Tags: Language and Literature


       

 

6 responses so far ↓

  • 1 dan // Nov 8, 2007 at 7:28 pm

    umm…sure. or one could note that “civil libertarians,” in your strict sense of the phrase, are such a vanishingly small and irrelevant force in contemporary politics that they played no role in this debate over what would presumably have been one of the bigger items on their legislative agenda, if they had one. From this, one might be tempted to conclude that, rather than trying to “brand itself as a defender of something they oppose,” they were more likely to have been unaware of any academic distinction between the two phrases; hard-core libertarians are too fringy a fringe group for anybody to bother trying to steal their language. Sorry to break it to you, but…

  • 2 Julian Sanchez // Nov 8, 2007 at 10:41 pm

    The word “libertarian” appears nowhere in my post. I’m pointing up the distinction between a “civil right” and a “civil liberty” traditionally recognized by literate people… admittedly perhaps also a fringe group. This has nothing to do with “hard-core libertarians” and “their language,” except insofar as “their language” is “English.”

    http://www.commonplacebook.com/current_events/politics/difference_betw.shtm

  • 3 Julian Elson // Nov 9, 2007 at 12:06 am

    Accepting your view of civil liberties, do you really think that it’s impossible for exemptions to laws which themselves impinge on civil liberties to be worse for civil liberties than consistent enforcement of the aforementioned impinging laws without such exemptions?

    Obviously, you wouldn’t approve of a law that said “campaign advertisements are prohibited one week before the election,” but taking such a law as a given, would you really approve of loosening that law’s civil liberties-impinging grip by creating a very specific exception like “campaign advertisements are prohibited one week before the election, except those sponsored through religious organizations?”

    Now, admittedly, the civil liberties groups in question — assuming that the article is referring to the groups it refers to later, the Human Rights Campaign and the National Gay and Lesbian Task Force — were not (as far as I know) saying anything like the hypothesized argument of “this act impinges on civil liberties generally, but these specific, narrrow exemptions make it worse, not better.” Still, opposing specific exemptions to laws which impinge on civil liberties doesn’t automatically disqualify them from being civil liberties advocates if they viewed the exemptions as making the laws worse, even if supporting the law more broadly does disqualify them from being civil liberties advocates as such.

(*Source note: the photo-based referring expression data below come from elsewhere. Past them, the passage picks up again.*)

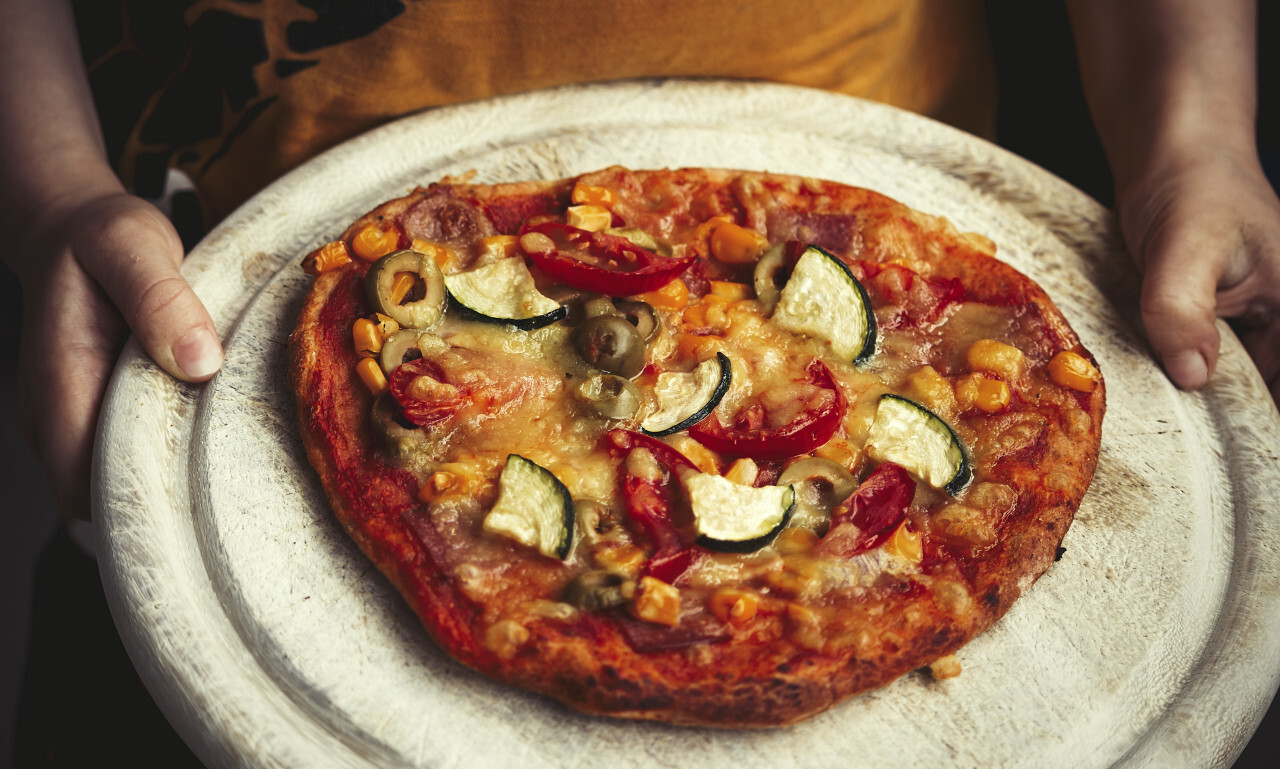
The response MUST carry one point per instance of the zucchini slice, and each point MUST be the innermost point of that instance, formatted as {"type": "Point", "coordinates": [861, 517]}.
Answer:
{"type": "Point", "coordinates": [736, 518]}
{"type": "Point", "coordinates": [917, 439]}
{"type": "Point", "coordinates": [503, 292]}
{"type": "Point", "coordinates": [823, 300]}
{"type": "Point", "coordinates": [688, 398]}
{"type": "Point", "coordinates": [534, 508]}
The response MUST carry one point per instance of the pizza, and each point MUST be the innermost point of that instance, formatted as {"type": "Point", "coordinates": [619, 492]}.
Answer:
{"type": "Point", "coordinates": [696, 445]}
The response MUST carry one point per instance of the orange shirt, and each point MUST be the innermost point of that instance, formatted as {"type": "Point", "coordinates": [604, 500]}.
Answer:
{"type": "Point", "coordinates": [295, 77]}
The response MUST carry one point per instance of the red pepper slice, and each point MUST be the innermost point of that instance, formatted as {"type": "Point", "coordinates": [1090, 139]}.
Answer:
{"type": "Point", "coordinates": [746, 439]}
{"type": "Point", "coordinates": [654, 503]}
{"type": "Point", "coordinates": [606, 264]}
{"type": "Point", "coordinates": [871, 515]}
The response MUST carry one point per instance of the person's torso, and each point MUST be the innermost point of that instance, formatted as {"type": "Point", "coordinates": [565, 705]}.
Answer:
{"type": "Point", "coordinates": [236, 94]}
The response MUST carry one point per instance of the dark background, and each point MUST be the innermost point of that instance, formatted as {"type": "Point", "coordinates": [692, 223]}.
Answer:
{"type": "Point", "coordinates": [81, 703]}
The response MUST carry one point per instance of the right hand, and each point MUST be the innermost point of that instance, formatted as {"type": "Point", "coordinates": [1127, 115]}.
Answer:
{"type": "Point", "coordinates": [94, 266]}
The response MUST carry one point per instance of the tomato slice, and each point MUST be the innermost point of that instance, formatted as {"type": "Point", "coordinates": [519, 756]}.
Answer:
{"type": "Point", "coordinates": [801, 435]}
{"type": "Point", "coordinates": [425, 410]}
{"type": "Point", "coordinates": [871, 515]}
{"type": "Point", "coordinates": [606, 264]}
{"type": "Point", "coordinates": [654, 503]}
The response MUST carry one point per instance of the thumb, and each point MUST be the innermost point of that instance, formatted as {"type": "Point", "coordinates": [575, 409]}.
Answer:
{"type": "Point", "coordinates": [135, 257]}
{"type": "Point", "coordinates": [1179, 309]}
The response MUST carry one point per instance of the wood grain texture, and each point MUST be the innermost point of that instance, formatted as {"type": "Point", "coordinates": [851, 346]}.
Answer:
{"type": "Point", "coordinates": [270, 641]}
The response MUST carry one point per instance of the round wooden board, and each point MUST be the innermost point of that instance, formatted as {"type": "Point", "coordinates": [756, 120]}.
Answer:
{"type": "Point", "coordinates": [270, 641]}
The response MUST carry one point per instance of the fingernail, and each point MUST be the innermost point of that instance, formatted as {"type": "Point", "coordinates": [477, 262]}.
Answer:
{"type": "Point", "coordinates": [1188, 370]}
{"type": "Point", "coordinates": [199, 353]}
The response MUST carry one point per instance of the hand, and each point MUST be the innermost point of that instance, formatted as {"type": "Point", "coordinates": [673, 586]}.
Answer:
{"type": "Point", "coordinates": [92, 269]}
{"type": "Point", "coordinates": [1206, 232]}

    Or do you think I’m still confusing civil liberties and civil rights?

  • 4 dan // Nov 9, 2007 at 8:10 am

    It’s not that I disagree with the distinction, or even that I don’t recognize it’s sometimes useful. Go forth and educate the world. It’s your implication of nefarious intent I find objectionable, and more to the point, implausible.

  • 5 Julian Sanchez // Nov 9, 2007 at 9:34 am

    Oh, I don’t actually imagine there’s any nefarious intent; the last sentence was somewhat tongue in cheek.

  • 6 David T // Nov 20, 2007 at 1:22 pm

    I would take issue with you that “civil liberties” was traditionally used only with reference to *governmental* imposition. Was the ACLU going beyond its jurisdction in supporting anti-lynching legislation decades ago, long before its 1960’s turn to the Left? (Lynching, to be sure, was sometimes actively supported by the state, but often the state took a passive role, either unwilling or unable to stop it. Now of course you may say that stopping lynching is a *legitimate* use of state authority, but that is another matter.)